Icy worlds such as Europa, Enceladus and Ceres show evidence for subsurface liquids reaching the surface, either as plumes or effusive flows. Regions where this has occurred serve as potential archives of subsurface chemistry and habitability, making them prime targets for future missions. Subsurface fluids on these bodies may range in salinity from dilute to eutectic compositions, with brines approaching eutectic concentrations expected to be more common in the shallow subsurface due to their longevity at low temperatures. Despite their importance, little is understood about how highly saline fluids evolve if exposed to surface conditions.

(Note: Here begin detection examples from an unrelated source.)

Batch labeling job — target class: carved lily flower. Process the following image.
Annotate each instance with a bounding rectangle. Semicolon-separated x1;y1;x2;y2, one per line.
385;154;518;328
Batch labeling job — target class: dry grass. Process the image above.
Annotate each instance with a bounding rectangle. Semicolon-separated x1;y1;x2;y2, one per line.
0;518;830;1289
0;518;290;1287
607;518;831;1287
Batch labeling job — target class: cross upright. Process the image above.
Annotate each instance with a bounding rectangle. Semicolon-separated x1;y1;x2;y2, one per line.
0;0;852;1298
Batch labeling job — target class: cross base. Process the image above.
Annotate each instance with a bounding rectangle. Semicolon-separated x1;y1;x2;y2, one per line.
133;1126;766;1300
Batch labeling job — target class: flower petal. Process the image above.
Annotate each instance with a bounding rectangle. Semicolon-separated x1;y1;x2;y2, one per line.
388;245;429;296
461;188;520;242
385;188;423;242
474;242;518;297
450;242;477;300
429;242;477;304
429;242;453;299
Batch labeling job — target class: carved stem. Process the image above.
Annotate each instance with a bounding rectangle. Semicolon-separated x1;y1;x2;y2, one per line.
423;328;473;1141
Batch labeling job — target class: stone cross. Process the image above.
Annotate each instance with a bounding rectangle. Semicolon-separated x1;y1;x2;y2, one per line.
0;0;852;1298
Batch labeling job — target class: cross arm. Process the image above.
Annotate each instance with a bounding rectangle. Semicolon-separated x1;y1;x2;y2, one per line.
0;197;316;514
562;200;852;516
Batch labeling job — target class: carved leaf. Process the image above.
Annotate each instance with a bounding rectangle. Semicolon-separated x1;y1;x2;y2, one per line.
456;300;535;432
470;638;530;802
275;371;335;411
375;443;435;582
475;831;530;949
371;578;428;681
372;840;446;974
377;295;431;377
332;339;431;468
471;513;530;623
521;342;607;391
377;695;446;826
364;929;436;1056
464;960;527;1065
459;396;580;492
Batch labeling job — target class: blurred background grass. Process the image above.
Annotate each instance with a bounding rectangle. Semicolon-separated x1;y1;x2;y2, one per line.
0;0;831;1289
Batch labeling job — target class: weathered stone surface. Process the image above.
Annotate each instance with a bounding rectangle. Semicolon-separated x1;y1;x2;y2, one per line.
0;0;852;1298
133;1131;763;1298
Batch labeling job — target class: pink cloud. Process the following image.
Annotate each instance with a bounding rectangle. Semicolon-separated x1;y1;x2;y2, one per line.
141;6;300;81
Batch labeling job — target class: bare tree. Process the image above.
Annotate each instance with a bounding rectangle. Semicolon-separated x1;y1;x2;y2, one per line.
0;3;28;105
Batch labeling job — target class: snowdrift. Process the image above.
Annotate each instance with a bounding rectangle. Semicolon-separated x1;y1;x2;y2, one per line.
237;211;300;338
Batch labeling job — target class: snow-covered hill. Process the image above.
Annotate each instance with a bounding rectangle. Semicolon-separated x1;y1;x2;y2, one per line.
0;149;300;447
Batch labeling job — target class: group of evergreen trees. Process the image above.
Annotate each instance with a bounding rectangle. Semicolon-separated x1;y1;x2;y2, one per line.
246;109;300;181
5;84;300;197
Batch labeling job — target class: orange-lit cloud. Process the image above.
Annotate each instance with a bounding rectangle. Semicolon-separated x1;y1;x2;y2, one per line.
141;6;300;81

We exposed large quantities (~50 kg) of NaCl and MgSO₄ brines at eutectic concentrations to pressures below their triple points and observed their physical behavior and thermal evolution. We found that eutectic brines, if emplaced into low-pressure environments, resist evaporatively driven freezing through the formation of salts at their surface which acts to strongly decrease evaporation rate. Furthermore, instead of evolving towards the eutectic point and thus complete solidification, the salinity and temperature of the brines instead asymptotically approached their hydrate liquidus at a concentration approximately 3% above the eutectic concentration. After 120-300 minutes, both brines approached steady-state whereby salts precipitated at the surface and sank, to be replaced by fresh surficial salts. Our findings indicate that eutectic liquids could be relatively long-lived in low-pressure environments. Furthermore, although emplaced brines at icy worlds may freeze conductively from below, ice formation should not be expected in the upper 10s of cm simulated by these experiments. Instead, we predict the systems should continue to evaporate and precipitate hydrates until dryness, meaning that regions where eutectic brines have been emplaced could be indicated by salt lags rather than salt-bearing ices. Our findings provide a new perspective on surface processes involving the extrusion of high-salinity liquids into low-pressure environments and the possible longevity of liquid water under non-equilibrium scenarios on planetary surfaces.